Although malware often needs to trick users into installing or running it, there are still drive-by downloads that can hurt your computer when you merely browse to an infected site. It may not even be a malicious site. Legitimate web sites have been defaced with malware. Even the advertising that keeps so much of the internet free can get you.
There’s a little trick you can do, though, that will keep you safer without being much more than a blip in your browsing. I read about this little browser tweak a few months ago, instantly implemented it, and haven’t regretted it a bit. You just prevent plugins from running in your browser unless you explicitly allow it.

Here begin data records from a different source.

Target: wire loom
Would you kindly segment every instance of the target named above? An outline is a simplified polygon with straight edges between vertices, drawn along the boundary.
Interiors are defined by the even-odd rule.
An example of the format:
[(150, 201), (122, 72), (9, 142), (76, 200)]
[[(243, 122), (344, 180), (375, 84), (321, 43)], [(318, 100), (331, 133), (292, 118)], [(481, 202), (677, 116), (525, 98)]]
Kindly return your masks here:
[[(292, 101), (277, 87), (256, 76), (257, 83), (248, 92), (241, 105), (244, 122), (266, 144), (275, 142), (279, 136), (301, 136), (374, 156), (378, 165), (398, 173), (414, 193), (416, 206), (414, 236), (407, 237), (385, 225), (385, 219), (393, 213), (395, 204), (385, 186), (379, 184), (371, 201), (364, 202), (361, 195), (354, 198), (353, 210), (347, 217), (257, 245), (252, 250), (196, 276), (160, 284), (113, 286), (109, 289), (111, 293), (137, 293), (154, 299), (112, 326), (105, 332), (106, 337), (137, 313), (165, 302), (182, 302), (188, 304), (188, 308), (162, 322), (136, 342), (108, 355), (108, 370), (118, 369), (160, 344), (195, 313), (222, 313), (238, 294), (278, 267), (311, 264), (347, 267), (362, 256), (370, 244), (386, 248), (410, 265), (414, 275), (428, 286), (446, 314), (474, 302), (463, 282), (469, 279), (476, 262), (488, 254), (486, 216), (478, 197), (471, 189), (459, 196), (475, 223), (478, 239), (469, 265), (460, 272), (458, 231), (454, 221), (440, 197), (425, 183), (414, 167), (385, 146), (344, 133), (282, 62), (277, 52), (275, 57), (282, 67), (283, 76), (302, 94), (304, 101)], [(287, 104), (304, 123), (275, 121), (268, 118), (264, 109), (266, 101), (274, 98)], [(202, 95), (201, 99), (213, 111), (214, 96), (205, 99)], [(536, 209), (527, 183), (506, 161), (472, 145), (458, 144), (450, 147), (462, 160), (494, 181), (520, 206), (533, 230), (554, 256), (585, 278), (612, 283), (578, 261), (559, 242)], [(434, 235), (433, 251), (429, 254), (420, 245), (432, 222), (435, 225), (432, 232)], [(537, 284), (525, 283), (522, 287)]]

In Chrome, click the menu (three vertical lines on the right-hand side of the toolbar) and select “Settings.” Scroll all the way down and click “Show advanced settings…” Under “Privacy,” click “Content settings…” Scroll down to the “Plugins” section and select “Let me choose when to run plugin content.” Click the “Done” button at the bottom.
Firefox has taken a different approach. The good news is that in newer versions of the browser many plugins no longer run by default. It will also warn you if the plugin is outdated or known to be vulnerable. However, if you want to review your configured actions, click the menu and select “Options.” Select “Applications” on the left. You can then scroll through the list of content types and review the action performed for each. One of the possible actions is “Always Ask,” which should give you functionality similar to Chrome’s.
Many web-based threats exploit plugins in your browser in order to do bad things. By taking control of the plugins, you can plug this hole in your system. It may result in a few seconds of inconvenience while browsing, but I think the safety you gain is worth it. Plus, there’s a bonus – no more obnoxious auto-play flash ads!